The fact that Alexis' "doubts" dealt with the economy and business was also seen by some as an indication of "legalizing family theft."

"You are asking a lot of questions Alexi. Your father would have already imprisoned you for asking questions. When your father was alive and he was constantly wrong you didn't question as much", declared Taoro8 jokingly.

There was no shortage of those who recommended that the son of the late dictator go back to the times when his father ruled to understand the true causes of the current disaster.

“Sir, don't you know that all of this emanates from a single brain, that of your late father, and compacted into the same shit, the PCC?” said doctor Lucio Enríquez.

“Your father never took responsibility for the ‘mistakes committed’ since he led the country for almost 50 years. By the way, your family has also become rich from the 'private sector' by making sweaters for the Battle of Ideas and exporting mahogany. “Are they going to be transparent?” asked journalist José Raúl Gallego, for his part.

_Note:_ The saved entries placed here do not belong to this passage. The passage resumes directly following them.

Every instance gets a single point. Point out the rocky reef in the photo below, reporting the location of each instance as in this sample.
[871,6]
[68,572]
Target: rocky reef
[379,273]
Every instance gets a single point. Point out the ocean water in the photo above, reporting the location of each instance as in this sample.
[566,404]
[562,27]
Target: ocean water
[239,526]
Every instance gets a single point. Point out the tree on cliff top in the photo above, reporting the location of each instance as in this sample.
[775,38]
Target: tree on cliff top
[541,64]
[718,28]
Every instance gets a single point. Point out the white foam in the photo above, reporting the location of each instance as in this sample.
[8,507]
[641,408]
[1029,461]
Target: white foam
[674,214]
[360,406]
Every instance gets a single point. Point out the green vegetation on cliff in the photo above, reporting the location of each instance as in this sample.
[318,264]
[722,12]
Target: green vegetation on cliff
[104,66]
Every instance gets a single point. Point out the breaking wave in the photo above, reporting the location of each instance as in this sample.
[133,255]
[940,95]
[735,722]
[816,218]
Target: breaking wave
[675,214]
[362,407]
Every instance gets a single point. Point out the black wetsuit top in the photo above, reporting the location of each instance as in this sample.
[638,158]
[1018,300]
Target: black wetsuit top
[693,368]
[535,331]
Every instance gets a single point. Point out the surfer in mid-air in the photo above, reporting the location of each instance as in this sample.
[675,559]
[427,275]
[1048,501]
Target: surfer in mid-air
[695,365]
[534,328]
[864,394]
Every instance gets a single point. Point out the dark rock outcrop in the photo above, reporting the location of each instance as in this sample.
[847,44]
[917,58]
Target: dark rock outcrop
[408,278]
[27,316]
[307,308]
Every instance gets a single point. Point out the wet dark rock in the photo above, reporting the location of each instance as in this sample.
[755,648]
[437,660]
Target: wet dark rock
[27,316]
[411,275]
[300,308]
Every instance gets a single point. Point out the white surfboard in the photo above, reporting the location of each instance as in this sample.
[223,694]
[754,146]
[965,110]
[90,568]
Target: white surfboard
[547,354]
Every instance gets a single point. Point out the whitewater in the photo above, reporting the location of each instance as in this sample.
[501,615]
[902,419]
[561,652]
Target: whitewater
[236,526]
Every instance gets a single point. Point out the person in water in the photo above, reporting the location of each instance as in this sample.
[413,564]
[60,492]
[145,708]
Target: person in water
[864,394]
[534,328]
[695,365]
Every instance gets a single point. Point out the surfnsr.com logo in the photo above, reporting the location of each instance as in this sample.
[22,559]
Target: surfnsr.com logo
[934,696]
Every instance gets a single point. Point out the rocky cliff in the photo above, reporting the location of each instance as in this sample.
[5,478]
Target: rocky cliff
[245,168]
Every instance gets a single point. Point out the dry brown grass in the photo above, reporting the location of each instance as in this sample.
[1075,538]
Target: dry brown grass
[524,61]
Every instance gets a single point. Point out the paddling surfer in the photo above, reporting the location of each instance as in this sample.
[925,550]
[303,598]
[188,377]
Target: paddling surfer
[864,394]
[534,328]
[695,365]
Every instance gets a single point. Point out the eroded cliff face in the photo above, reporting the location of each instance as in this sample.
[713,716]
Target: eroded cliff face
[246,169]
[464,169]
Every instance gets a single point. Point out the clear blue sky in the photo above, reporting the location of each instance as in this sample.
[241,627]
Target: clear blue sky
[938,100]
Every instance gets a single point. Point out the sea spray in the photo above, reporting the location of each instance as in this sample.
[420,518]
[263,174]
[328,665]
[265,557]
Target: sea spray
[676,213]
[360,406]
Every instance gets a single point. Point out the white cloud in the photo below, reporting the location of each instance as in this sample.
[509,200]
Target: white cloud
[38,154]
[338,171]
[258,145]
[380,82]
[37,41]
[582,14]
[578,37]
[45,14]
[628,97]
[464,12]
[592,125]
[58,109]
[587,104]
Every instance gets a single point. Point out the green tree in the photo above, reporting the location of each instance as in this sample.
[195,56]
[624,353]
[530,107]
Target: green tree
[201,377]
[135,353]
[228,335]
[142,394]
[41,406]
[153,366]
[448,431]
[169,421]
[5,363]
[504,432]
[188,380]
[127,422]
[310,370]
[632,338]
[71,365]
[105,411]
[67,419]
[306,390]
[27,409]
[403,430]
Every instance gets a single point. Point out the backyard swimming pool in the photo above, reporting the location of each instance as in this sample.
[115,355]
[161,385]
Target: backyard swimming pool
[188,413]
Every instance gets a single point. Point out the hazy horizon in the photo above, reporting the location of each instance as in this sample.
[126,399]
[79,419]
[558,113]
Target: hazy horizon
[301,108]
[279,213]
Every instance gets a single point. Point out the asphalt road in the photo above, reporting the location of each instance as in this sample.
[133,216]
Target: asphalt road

"Explaining respectfully? Why don't you start by acknowledging that we owe the current catastrophe to the HP of your father and the entire Castro family? The only ones to blame are you. And of course, the problem will not be resolved with those who caused the problem." , pointed out a third Internet user.

Alex Castro, the non-conformist

It is not the first time in recent months that Alexis Castro, 61, an engineer by profession and photographer by vocation, has expressed dissatisfaction and publicly questioned the government's management.

In August 2023, he opened a Twitter account in which he defines himself as a "patriotic Cuban" who follows the ideology of Varela, Martí and July 26.

Last Octoberattacked the centralized management of the Ministry of Agriculture, whom he accused of food shortages in the country.

"Concepts such as the sense of ownership, the necessary autonomy to invest, associate, produce and market, the formation of prices, which should not be mandated..." are not understood, he said then.

He did not stop there and deepened his analysis, ensuring that "nor is the role of each form of ownership and management in agriculture fully understood, from the state to the private peasant, passing through the various cooperative forms, each one has its place and function."

A few weeks ago, at the end of March, he stated thatRevolution does not mean "immovable structures and methods."

On that occasion, Alexis used his father's principles and cited the Moncada program, where according to him, there is "everything we must change" in the country, so that "no one loses and we all win."

"At this moment it is more necessary than ever to be clear about the meaning of Revolution, which are not structures or immovable methods adopted by historical conditions, but rather an emancipatory fact that was born with defined objectives," he stated.

Each of his public interventions generates a wave of questions that, as expected, emphasize his lineage and remind him of the causality of his paternal inheritance in the ultimate cause of the situation in Cuba today.